Pour ma part, je pris sa place et passai une main timide sur la joue d’Alex. Son regard se posa bientôt sur moi et un lent sourire étira ses lèvres, encore un peu engourdie. J’émis un bruit, à mi-chemin entre le rire et le sanglot. Cela le fit sourire davantage.

— Salut… murmura-t-il faiblement.

— Salut, lui souris-je tout bas.

Les larmes refusaient de s’arrêter, elles dégoulinaient en cascade sur ses couvertures.

Alex leva une main pataude vers moi, essayant vainement d’en essuyer quelques-unes. Voyant que c’était impossible, il abandonna et laissa retomber sa main que je pris aussitôt entre les miennes.

— Que s’est-il passé ? demanda-t-il dans un souffle.

— Tu as eu un accident, sanglotai-je sans pouvoir m’arrêter. Une voiture t’a fauché devant le cinéma.

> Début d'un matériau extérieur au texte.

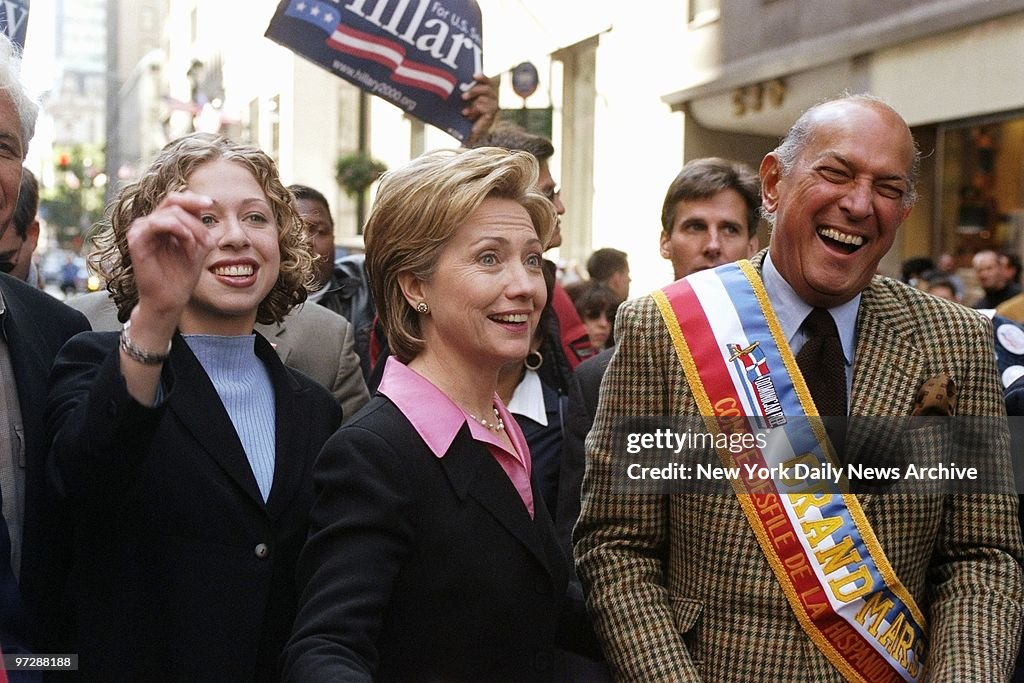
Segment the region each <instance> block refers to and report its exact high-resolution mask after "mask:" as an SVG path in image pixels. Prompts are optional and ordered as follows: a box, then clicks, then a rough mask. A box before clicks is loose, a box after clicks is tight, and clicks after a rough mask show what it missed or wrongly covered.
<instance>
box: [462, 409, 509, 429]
mask: <svg viewBox="0 0 1024 683" xmlns="http://www.w3.org/2000/svg"><path fill="white" fill-rule="evenodd" d="M493 410H494V411H495V422H488V421H487V420H484V419H483V418H478V417H476V416H475V415H473V414H472V413H470V414H469V417H471V418H473V419H474V420H476V421H477V422H479V423H480V424H481V425H483V426H484V427H485V428H487V429H489V430H490V431H493V432H500V431H504V430H505V421H504V420H502V416H500V415H499V414H498V409H497V408H496V409H493Z"/></svg>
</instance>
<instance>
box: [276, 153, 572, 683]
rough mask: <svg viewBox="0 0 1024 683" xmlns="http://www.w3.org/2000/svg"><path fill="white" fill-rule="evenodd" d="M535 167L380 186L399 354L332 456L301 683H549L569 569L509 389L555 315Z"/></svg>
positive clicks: (390, 324)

Il fronça les sourcils, cherchant à se souvenir avant de reposer des yeux brillants sur moi.

— On a raté la séance ? demanda-t-il simplement et je ne pus retenir un éclat de rire.

— C’est tout ce qui t’inquiète ? répondis-je aussi indignée qu’amusée.

— En partie, admit-t-il et j’en profitais pour lui raconter tout ce qu’il s’était passé ces derniers jours.

À la fin de mon récit, il poussa un profond soupir et grimaça aussitôt de douleur.

— J’ai mal partout, geignit-il en essayant de changer de position.

— C’est en général ce qui arrive quand on passe sous une voiture, lui fis-je remarquer, pince-sans-rire.

Il fit la moue.

— Rappelle-moi de ne plus jamais traverser la route sans armure.

Je pouffai un rire avant de poser des yeux pleins d’amour sur lui. Ma main trouva sa joue et je la caressai tout doucement, évitant les petites coupures qui la barraient. Il me rendit mon regard et je me rendis brusquement compte du soulagement qui m’envahit. Alex était en vie. Il s’était réveillé, respirait et plaisantait déjà.

— Tu pouvais pas faire encore plus cliché ? le taquinai-je, des trémolos dans la voix.

— Désolé, souffla-t-il douloureusement en prenant ma main dans la sienne, l’amnésie n’était pas dans le pack accident que j’ai pris.

Pour toute réponse, je l’embrassai.

Qu’est-ce que je l’aimais cet idiot.